What I hadn’t taken into account was that when there was no value in v, the when statement would return no value—so any attribute that didn’t have a value would reset reduce‘s accumulator to nil.

That was easily enough solved by converting the when to an if that returned the unmodified wp if there was no value to be added. This got me:

(lambda (wp new)
  (let ((k (car new))
        (v (cdr new)))
    (if v
        (cond ((eq :category k)
               (setq wp (org-blog-post-to-wp-add-taxonomy wp "category" v)))
              ((eq :date k)
               ;; Convert to GMT by adding seconds offset
               (push (cons "post_date_gmt" (list :datetime
                                                 (time-add (car v)
                                                           (seconds-to-time (- (car (current-time-zone)))))))
                     wp))
              ((eq :tags k)
               (setq wp (org-blog-post-to-wp-add-taxonomy wp "post_tag" v)))
              ((eq :title k)
               (push (cons "post_title" (or v "No Title")) wp))
              ((assq k org-blog-wp-alist)
               (push (cons (cdr (assq k org-blog-wp-alist)) v) wp)))
      wp)))

That seemed like just moving the food around on the plate—hardly worth it. However, I then realized a further change—that everything could go in the cond, and the if could be eliminated entirely. This produces:

(lambda (wp new)
  (let ((k (car new))
        (v (cdr new)))
    (cond ((eq v nil)
           wp)
          ((eq :category k)
           (setq wp (org-blog-post-to-wp-add-taxonomy wp "category" v)))
          ((eq :date k)
           ;; Convert to GMT by adding seconds offset
           (push (cons "post_date_gmt" (list :datetime
                                             (time-add (car v)
                                                       (seconds-to-time (- (car (current-time-zone)))))))
                 wp))
          ((eq :tags k)
           (setq wp (org-blog-post-to-wp-add-taxonomy wp "post_tag" v)))
          ((eq :title k)
           (push (cons "post_title" (or v "No Title")) wp))
          ((assq k org-blog-wp-alist)
           (push (cons (cdr (assq k org-blog-wp-alist)) v) wp)))))

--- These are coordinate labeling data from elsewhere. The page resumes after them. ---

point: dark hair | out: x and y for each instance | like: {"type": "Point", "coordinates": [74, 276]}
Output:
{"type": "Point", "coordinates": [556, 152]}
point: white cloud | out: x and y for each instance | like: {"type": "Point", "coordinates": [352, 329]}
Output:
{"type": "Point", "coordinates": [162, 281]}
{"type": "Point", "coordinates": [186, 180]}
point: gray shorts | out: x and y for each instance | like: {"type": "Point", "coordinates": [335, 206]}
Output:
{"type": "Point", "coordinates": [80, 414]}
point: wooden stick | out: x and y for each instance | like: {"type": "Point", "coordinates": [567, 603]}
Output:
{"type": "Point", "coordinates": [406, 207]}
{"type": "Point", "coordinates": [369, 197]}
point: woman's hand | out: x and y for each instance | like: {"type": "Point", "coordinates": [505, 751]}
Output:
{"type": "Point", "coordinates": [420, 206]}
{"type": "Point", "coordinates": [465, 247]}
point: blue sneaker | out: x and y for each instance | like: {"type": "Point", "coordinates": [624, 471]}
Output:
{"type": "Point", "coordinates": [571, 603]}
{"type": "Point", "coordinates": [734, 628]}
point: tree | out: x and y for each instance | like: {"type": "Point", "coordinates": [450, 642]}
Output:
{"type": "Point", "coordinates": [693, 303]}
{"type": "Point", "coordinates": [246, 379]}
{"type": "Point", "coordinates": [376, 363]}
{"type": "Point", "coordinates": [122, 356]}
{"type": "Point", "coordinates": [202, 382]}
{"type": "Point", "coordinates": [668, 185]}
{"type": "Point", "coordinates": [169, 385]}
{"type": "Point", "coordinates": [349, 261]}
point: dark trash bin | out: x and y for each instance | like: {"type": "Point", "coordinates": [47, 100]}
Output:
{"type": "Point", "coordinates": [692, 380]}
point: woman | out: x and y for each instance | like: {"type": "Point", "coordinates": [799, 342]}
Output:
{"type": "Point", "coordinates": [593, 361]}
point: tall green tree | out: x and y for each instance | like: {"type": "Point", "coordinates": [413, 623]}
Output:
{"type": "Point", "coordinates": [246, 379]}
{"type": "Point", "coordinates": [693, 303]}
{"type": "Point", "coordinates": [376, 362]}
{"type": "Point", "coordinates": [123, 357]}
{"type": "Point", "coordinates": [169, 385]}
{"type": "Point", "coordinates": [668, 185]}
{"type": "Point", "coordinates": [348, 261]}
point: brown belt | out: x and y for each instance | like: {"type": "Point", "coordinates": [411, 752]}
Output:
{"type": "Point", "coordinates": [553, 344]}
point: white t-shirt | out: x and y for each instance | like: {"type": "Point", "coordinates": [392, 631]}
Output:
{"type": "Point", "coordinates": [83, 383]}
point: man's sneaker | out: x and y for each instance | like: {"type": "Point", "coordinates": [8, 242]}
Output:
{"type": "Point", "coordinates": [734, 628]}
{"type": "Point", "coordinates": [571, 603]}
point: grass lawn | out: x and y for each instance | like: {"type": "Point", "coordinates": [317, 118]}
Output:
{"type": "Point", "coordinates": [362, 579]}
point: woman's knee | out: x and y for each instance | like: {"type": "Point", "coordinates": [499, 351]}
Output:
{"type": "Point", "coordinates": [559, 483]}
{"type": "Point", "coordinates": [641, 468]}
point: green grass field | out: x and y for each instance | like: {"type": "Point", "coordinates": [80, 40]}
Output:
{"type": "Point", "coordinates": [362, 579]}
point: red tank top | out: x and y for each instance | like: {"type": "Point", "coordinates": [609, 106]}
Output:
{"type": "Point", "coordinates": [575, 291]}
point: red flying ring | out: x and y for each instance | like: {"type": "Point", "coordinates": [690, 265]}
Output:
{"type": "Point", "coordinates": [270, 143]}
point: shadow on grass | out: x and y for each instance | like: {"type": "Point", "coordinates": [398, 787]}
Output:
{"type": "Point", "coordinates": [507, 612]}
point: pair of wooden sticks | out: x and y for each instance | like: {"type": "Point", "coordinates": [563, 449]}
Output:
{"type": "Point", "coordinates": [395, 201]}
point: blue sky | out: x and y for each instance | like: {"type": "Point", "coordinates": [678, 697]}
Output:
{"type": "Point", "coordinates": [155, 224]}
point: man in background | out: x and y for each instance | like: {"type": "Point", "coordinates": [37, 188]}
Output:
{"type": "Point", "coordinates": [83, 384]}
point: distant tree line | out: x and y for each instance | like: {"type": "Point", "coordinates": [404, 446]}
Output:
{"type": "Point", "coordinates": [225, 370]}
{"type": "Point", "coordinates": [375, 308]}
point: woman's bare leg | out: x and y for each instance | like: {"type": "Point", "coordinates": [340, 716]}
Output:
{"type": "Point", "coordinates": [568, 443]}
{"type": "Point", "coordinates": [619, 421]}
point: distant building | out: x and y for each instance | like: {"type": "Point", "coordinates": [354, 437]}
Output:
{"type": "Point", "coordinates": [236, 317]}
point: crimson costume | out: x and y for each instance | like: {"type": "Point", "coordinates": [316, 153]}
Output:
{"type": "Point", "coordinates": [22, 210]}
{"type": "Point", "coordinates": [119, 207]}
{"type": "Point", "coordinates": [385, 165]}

While it’s not really shorter, I think it’s clearer—all inspection of the item we’re working with is done in the cond, rather in a combination of an initial conditional (our if / when) and then the cond.

There’s one last little bit of cleanup that’s worth doing. It circles back around to the initial observation about push. That is, if we’re just using the return value of push, which is really the return value of the implicit setq, why do we need push / setq at all? They’re just noise and extra operations. So we can transform any push to a simple cons, and eliminate our setq calls entirely.

(lambda (wp new)
  (let ((k (car new))
        (v (cdr new)))
    (cond ((eq v nil)
           wp)
          ((eq :category k)
           (org-blog-post-to-wp-add-taxonomy wp "category" v))
          ((eq :date k)
           ;; Convert to GMT by adding seconds offset
           (cons (cons "post_date_gmt" (list :datetime
                                             (time-add (car v)
                                                       (seconds-to-time (- (car (current-time-zone)))))))
                 wp))
          ((eq :tags k)
           (org-blog-post-to-wp-add-taxonomy wp "post_tag" v))
          ((eq :title k)
           (cons (cons "post_title" (or v "No Title")) wp))
          ((assq k org-blog-wp-alist)
           (cons (cons (cdr (assq k org-blog-wp-alist)) v) wp)))))

Again, it’s not dramatically shorter, but it is much more focused—it is doing what it intends with as little extra fuss as possible. And, again, it’s more about transformations than imperative operations—where we used to be setting variables and pushing things onto them, now we’re running functions and returning their output, or creating a new items by prepending a cons cell on an existing structure.

Even more interestingly, once I refactored this function, I started looking at a number of other places where I was able to make the same sort of changes—moving from a more imperative style to one where I was more willing to trust the output of my functions to carry me through.